Nunca. Minha família é muito grande, talvez se eu fosse filha única, com tudo muito concentrado em mim… E meu pai é muito relax. Ser filha dele só traz alegria. Obviamente tem gente que fala, vem com aquelas chatices: “É filha do Gilberto Gil” ou “Quem é ela? Só está fazendo isso por ser filha do Gil”. Então, às vezes a gente perde o nosso mérito por ser filho de alguém já famoso. Ou pessoas que não gostam do meu pai e tentam cutucar ele através de mim. Obviamente tem essas chatices que são irrelevantes diante da grandeza, da felicidade, da maravilha que é ser filha dele.
Você tem alguma crença?
Acredito na força do universo. Adoro física quântica, exoterismo, misticismo, sabedorias orientais. Faço meditação transcendental, tento meditar todos os dias, é difícil, não consigo. Mas procuro me autoanalisar, digamos, sempre escrevendo em cadernos o que estou sentindo. Acredito em Deus, acho que Deus é essa força. Mas não tenho uma religião que sigo fielmente. Adoro o candomblé, o budismo, o hinduísmo, o espiritismo. Acho interessante essa forma do ser humano de tentar encontrar uma maneira de entender que há uma força maior que rege tudo isso.
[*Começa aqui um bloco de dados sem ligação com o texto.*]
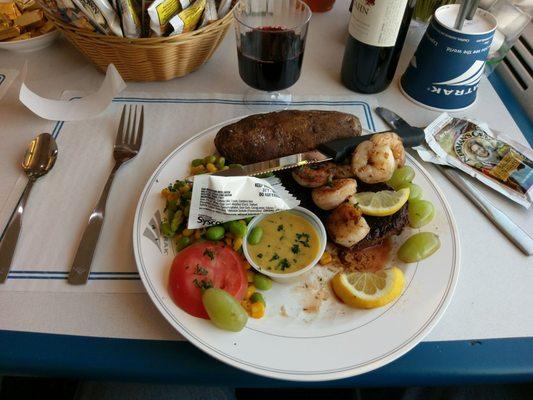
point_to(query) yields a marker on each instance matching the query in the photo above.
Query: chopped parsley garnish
(204, 285)
(199, 270)
(284, 264)
(209, 253)
(303, 238)
(274, 257)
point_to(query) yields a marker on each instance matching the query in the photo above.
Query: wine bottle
(377, 33)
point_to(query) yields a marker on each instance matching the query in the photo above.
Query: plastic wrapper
(110, 16)
(210, 14)
(218, 199)
(187, 20)
(93, 13)
(161, 11)
(131, 24)
(500, 163)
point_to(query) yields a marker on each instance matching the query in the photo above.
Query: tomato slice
(205, 264)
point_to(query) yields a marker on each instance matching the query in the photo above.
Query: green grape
(401, 176)
(224, 310)
(262, 282)
(419, 246)
(415, 191)
(421, 212)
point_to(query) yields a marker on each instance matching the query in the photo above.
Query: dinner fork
(127, 145)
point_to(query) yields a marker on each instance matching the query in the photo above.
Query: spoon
(40, 157)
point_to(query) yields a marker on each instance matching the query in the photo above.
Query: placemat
(60, 203)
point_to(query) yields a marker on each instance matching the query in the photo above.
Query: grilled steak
(263, 137)
(380, 227)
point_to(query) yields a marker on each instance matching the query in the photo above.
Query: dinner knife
(335, 150)
(513, 232)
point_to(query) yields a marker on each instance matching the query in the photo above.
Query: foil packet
(499, 162)
(218, 199)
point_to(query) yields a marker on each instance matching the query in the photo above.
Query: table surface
(484, 334)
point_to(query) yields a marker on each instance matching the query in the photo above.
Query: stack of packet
(22, 19)
(495, 160)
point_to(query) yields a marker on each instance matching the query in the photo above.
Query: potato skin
(262, 137)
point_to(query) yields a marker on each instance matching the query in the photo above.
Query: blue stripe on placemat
(429, 363)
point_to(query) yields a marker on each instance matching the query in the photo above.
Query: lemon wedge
(369, 289)
(382, 203)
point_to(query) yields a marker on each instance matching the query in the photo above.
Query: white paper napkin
(60, 203)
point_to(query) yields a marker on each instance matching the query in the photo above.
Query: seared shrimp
(346, 225)
(394, 142)
(333, 193)
(373, 164)
(314, 175)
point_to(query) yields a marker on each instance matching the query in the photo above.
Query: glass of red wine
(270, 47)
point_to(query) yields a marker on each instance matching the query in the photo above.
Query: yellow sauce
(290, 242)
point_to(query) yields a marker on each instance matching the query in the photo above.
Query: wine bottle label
(377, 22)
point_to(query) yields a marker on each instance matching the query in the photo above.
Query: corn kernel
(200, 169)
(249, 291)
(325, 259)
(211, 167)
(250, 276)
(237, 243)
(257, 310)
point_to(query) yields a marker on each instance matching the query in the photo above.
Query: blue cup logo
(445, 71)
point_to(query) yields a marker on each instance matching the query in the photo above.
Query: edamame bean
(196, 162)
(262, 282)
(257, 298)
(183, 242)
(223, 310)
(215, 233)
(255, 235)
(238, 228)
(210, 159)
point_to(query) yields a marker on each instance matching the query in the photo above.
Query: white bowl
(32, 44)
(297, 275)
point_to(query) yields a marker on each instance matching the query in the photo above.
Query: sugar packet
(218, 199)
(499, 162)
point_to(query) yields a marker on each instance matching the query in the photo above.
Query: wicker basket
(149, 59)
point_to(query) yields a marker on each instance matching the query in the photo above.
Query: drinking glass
(270, 47)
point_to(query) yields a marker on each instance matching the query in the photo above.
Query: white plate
(290, 343)
(32, 44)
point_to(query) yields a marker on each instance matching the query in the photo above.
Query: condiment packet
(186, 20)
(499, 162)
(161, 11)
(210, 14)
(218, 199)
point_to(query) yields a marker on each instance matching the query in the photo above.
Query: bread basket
(147, 59)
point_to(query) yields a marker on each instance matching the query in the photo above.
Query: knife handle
(339, 149)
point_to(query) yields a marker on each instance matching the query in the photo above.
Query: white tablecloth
(493, 293)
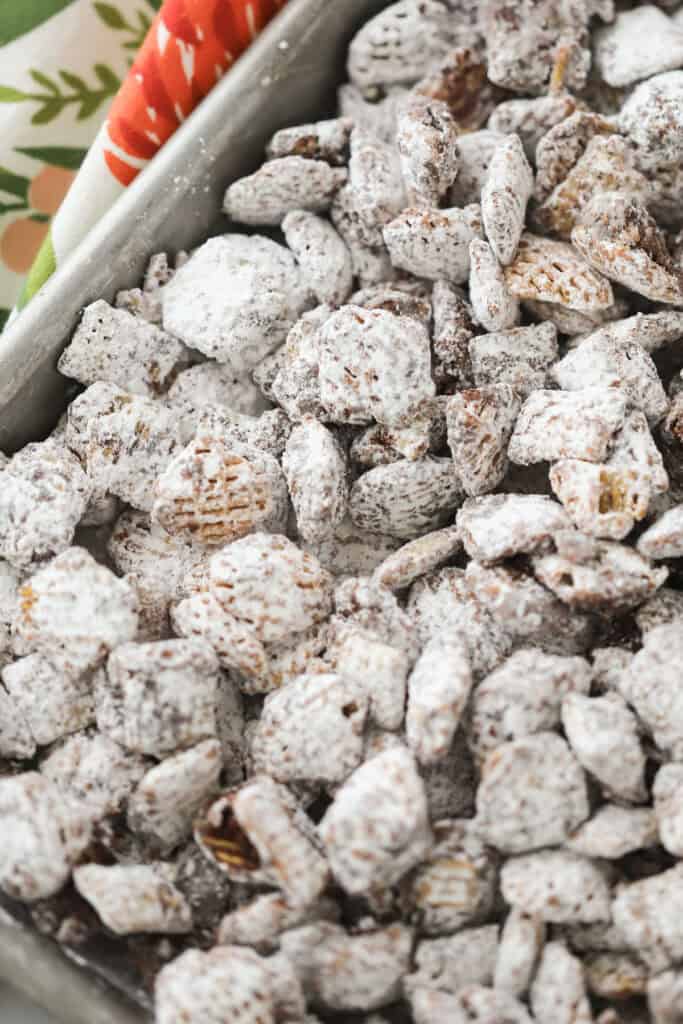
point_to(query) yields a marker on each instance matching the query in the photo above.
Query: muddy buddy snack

Seus filhos ainda são pequenos — Flor está com 8 anos e Nino com menos de um ano. Que adulto você espera que eles sejam?
Que valorizem as relações interpessoais, as amizades, a comida, a Terra. Que eles dêem valor às coisas certas na vida. Vemos os valores sendo invertidos na sociedade de hoje. Se crescerem com os valores que, acredito, são preciosos e certos, para mim já é tudo.